Death knell rings for Fox Soccer Channel
By Charles Boehm
It’s been a known fact for weeks, and on Thursday it was officially confirmed: Fox Soccer Channel, for years the flagship cable television network for soccer in North America, is being shut down and replaced by a new entertainment channel called FXX, a spin-off from FX.
“FXX, which will replace and expand upon the current Fox Soccer Channel, will launch Sept. 2, targeting the “millennial” audience of adults ages 18 to 34,” writes USA Today’s Gary Levin.
“It’s expected to reach 74 million homes, and will be the new home of It’s Always Sunny in Philadelphia, returning for a 10th season; The League, back for a sixth; Legit, to return for a second; and late-night series Totally Biased with W. Kamau Bell, which will expand to a five-nights-a-week talk show from its current weekly format.
“A fourth comedy will be added later, and FXX also will air reruns of How I Met Your Mother, Parks and Recreation, Freaks and Geeks, Arrested Development and Sports Night.”
This news was more or less expected in some form following FSC’s loss of English Premier League and Major League Soccer broadcasting rights to NBC.
But its demographic and political implications have prompted attention in many diverse quarters of the media, including Washington, D.C. insider publication Politico, where Dylan Byers notes that “Fox Soccer was homebase for a growing audience of U.S. soccer fans that, according to demographic trends, will make up a very large chunk of the U.S. population in the not-too-distant future.”
Combined with newcomer beIN SPORT’s cash-fueled leap into the U.S. TV market with the acquisition of North American rights to Italian Serie A and Spain’s La Liga, FSC’s live, original offerings had dwindled down to UEFA Champions League — a massive holding, but not enough to sustain a 24/7 cable network.
So FSC is nominally being replaced by a comedy-centric entertainment vehicle.
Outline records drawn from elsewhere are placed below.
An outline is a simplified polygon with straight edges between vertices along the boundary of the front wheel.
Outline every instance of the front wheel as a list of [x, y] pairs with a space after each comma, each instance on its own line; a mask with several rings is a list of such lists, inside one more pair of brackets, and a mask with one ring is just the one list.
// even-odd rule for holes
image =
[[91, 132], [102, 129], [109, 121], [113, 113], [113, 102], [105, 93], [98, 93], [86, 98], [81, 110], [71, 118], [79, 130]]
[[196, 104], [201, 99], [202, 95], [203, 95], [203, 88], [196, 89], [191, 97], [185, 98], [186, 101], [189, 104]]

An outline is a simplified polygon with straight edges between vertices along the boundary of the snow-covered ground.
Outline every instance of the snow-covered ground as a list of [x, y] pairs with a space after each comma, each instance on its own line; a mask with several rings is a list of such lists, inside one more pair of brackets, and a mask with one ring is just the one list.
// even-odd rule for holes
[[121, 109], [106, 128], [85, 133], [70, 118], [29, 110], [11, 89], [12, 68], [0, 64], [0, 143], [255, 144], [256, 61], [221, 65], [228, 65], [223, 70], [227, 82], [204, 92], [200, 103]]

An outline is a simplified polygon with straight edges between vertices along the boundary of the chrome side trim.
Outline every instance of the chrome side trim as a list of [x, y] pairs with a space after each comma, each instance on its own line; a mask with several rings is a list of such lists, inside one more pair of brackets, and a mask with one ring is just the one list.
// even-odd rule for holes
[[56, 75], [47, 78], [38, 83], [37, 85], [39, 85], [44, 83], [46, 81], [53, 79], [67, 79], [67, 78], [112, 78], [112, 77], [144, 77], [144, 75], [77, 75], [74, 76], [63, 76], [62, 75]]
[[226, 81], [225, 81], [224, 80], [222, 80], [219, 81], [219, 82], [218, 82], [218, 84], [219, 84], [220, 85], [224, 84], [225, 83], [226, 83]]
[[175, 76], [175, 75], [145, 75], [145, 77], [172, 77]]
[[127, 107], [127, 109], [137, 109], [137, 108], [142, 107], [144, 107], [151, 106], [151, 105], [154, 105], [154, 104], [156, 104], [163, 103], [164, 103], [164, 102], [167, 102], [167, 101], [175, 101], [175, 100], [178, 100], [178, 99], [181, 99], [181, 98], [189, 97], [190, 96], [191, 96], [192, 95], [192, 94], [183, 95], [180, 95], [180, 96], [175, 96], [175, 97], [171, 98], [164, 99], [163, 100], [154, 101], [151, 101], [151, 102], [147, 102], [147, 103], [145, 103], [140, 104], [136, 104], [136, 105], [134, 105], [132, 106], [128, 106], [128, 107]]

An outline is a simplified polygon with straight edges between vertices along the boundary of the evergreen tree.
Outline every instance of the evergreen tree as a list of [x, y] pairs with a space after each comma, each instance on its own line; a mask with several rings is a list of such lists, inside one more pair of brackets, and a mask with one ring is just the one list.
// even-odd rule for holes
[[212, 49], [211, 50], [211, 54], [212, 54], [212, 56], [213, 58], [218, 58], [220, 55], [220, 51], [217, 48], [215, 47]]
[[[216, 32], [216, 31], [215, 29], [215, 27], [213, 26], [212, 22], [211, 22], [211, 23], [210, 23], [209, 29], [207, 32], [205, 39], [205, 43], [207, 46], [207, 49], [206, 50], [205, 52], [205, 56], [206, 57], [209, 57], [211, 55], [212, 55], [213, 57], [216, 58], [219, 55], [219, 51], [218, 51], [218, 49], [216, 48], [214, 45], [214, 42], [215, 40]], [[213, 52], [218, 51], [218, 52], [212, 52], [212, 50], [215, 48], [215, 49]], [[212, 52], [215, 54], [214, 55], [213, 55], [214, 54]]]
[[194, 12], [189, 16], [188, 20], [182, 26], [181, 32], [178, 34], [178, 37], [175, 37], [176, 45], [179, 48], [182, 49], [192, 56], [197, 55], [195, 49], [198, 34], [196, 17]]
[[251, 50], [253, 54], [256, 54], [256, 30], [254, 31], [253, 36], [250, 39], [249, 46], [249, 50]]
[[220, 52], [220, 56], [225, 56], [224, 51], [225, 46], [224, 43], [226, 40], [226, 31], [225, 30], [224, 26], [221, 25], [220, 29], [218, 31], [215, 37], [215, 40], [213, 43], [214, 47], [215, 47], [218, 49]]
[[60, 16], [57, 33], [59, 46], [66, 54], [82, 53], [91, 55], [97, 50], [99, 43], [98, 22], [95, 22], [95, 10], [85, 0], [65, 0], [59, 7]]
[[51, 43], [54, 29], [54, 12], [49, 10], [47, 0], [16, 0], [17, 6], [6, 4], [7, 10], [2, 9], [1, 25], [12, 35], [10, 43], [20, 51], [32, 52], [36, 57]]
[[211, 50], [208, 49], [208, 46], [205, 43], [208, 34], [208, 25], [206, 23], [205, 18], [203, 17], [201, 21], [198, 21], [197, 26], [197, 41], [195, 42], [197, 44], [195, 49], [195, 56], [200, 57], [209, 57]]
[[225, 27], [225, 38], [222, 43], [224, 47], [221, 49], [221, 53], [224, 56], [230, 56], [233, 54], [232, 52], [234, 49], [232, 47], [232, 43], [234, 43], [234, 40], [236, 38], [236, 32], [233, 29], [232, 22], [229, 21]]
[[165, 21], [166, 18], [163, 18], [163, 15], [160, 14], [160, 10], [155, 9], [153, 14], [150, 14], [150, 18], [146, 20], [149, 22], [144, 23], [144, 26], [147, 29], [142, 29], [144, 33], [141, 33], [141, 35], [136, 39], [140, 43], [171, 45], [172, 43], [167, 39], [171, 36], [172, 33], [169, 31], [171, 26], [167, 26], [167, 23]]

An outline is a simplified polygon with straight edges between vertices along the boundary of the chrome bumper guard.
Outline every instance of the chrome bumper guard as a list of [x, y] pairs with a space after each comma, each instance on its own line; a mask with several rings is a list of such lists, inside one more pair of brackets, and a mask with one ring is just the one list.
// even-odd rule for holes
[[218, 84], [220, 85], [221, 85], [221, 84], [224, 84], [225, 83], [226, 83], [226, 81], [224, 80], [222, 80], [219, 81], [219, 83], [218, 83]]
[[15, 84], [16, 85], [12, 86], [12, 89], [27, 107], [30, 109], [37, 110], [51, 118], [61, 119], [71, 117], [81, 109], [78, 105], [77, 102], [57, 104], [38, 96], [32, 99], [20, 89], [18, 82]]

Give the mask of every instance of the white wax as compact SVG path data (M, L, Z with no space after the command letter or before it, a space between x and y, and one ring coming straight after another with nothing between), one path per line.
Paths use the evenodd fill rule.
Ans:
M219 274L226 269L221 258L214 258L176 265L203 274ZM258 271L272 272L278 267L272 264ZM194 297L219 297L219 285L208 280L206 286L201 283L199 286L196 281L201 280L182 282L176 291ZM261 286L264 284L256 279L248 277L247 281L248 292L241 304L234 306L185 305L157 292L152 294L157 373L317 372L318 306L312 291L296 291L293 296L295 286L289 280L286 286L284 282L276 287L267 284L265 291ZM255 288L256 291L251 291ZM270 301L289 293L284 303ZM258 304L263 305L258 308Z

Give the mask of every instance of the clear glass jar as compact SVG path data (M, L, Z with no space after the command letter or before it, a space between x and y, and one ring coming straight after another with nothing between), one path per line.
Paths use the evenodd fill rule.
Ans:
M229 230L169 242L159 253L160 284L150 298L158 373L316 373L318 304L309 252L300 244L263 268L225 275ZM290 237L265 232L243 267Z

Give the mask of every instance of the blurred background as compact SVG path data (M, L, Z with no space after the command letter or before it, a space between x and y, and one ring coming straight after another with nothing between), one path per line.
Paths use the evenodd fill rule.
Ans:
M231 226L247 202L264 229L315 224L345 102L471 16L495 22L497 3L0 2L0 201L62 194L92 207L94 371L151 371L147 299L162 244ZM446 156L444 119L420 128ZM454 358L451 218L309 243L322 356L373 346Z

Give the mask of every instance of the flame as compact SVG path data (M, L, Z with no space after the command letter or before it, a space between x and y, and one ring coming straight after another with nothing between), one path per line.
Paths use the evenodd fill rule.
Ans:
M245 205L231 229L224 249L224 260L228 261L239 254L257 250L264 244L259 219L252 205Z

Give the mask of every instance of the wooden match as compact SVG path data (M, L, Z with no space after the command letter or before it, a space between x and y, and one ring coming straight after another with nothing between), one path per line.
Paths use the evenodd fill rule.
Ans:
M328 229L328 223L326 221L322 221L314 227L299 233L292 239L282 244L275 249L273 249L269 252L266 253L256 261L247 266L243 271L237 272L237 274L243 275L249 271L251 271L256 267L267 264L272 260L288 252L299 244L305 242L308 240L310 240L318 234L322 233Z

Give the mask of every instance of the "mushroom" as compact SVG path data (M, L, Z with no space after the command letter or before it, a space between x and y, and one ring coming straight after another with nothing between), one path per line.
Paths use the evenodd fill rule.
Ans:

But in reality, its programming will live on through the debut of Fox Sports One, a new channel which will air Champions League games as well as a range of other programming as part of Fox’s attempt to challenge ESPN’s supremacy in the cable sports market.
Contrary to how it might appear, this news may actually be a sign of the U.S. soccer audience’s growth and maturity as the sport moves into the TV sports mainstream, notes capitalnewyork.com’s Howard Megdal.